Saldana's citizenship claim required that he show:

  • He was legitimated before the age of 21 under the laws of the Mexican state where he resided or was domiciled as a child; and
  • His father resided in the United States for at least ten years, five or which were after the age of 14, at the time of Saldana's birth.

Saldana attempted to demonstrate that he acquired U.S. citizenship from his unmarried citizen father, but when he could not locate documents to support the claim, he was deported from the United States.

Saldana returned to the United States and filed several N-600s based on having acquired citizenship.  DHS and the AAO denied Saldana's N-600s, relying on several decisions by the BIA, including Matter of Reyes, 16 I&N Dec. 436 (BIA 1978).  Matter of Reyes held that under the Mexican Constitution, Article 314, a child may be legitimated only by the subsequent marriage of his or her parents.  In 2012, DHS reinstated Saldana's removal order and Saldana requested that the Fifth Circuit review the reinstatement order.
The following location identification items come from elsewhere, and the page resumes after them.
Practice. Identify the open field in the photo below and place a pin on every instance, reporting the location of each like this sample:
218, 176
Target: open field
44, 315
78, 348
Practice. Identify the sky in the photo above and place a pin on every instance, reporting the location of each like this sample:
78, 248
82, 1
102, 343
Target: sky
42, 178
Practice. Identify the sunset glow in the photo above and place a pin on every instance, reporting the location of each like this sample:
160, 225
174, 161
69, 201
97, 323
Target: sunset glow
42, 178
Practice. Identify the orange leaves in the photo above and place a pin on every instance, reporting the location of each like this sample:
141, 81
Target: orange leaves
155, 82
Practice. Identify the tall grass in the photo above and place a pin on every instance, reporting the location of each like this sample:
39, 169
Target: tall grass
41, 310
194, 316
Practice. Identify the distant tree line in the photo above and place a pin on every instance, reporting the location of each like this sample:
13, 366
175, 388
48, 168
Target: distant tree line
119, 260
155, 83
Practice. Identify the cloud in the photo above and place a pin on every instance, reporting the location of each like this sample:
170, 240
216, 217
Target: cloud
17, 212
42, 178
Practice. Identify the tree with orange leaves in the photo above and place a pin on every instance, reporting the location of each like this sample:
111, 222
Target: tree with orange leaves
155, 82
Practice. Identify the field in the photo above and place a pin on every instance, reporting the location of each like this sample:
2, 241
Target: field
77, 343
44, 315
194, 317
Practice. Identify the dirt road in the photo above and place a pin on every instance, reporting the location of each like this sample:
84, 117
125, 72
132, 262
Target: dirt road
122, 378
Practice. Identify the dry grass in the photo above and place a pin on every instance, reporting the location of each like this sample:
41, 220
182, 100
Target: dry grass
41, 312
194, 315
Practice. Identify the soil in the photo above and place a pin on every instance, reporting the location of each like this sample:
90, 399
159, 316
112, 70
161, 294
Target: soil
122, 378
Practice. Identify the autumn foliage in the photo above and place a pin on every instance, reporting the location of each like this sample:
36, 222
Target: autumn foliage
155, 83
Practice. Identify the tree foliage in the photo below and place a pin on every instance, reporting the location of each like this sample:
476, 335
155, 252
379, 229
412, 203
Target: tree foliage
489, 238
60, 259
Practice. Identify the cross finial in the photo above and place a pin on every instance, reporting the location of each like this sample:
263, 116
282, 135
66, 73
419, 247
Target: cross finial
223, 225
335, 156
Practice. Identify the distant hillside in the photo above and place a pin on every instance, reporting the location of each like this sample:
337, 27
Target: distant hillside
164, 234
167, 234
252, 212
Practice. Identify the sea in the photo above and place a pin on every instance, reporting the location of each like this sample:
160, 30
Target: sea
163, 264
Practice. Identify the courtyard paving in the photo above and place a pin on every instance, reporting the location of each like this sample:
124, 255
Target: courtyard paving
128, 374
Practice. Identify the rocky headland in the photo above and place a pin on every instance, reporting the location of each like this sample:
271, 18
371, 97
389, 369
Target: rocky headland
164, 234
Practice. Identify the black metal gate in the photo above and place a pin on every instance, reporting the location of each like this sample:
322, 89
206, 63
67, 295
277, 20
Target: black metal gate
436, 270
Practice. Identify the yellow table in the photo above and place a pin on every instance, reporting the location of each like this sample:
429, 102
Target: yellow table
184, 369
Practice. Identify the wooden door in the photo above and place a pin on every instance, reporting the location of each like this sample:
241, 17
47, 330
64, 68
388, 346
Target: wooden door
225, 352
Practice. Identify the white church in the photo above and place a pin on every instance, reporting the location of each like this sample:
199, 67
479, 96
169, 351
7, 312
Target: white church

In its decision, the Fifth Circuit stated that DHS rejected Saldana's citizenship claim relying on Matter of Reyes for the proposition that Article 314 of the Mexican Constitution permits legitimation only where the child's parents later marry.  The court noted that "the BIA's mistake in citing a non-existent constitutional provision, perpetuated and uncorrected by DHS in subsequent years, prevented the agency from making the correct inquiries or possibly from apply the correct law in subsequent cases." (Saldana Iracheta v. Holder, pg. 7, n.3).  Determining that under the Mexican civil code for the state of Tamaulipas Saldana was properly legitimated, the court found that Saldana established that he is a U.S. citizen.

The Saldana Iracheta v. Holder case reminds us that the issue of legitimation under a foreign statute is a complicated one and that the BIA can sometimes reach the wrong conclusion.  As advocates we need to challenge BIA decisions when we believe they are incorrectly decided.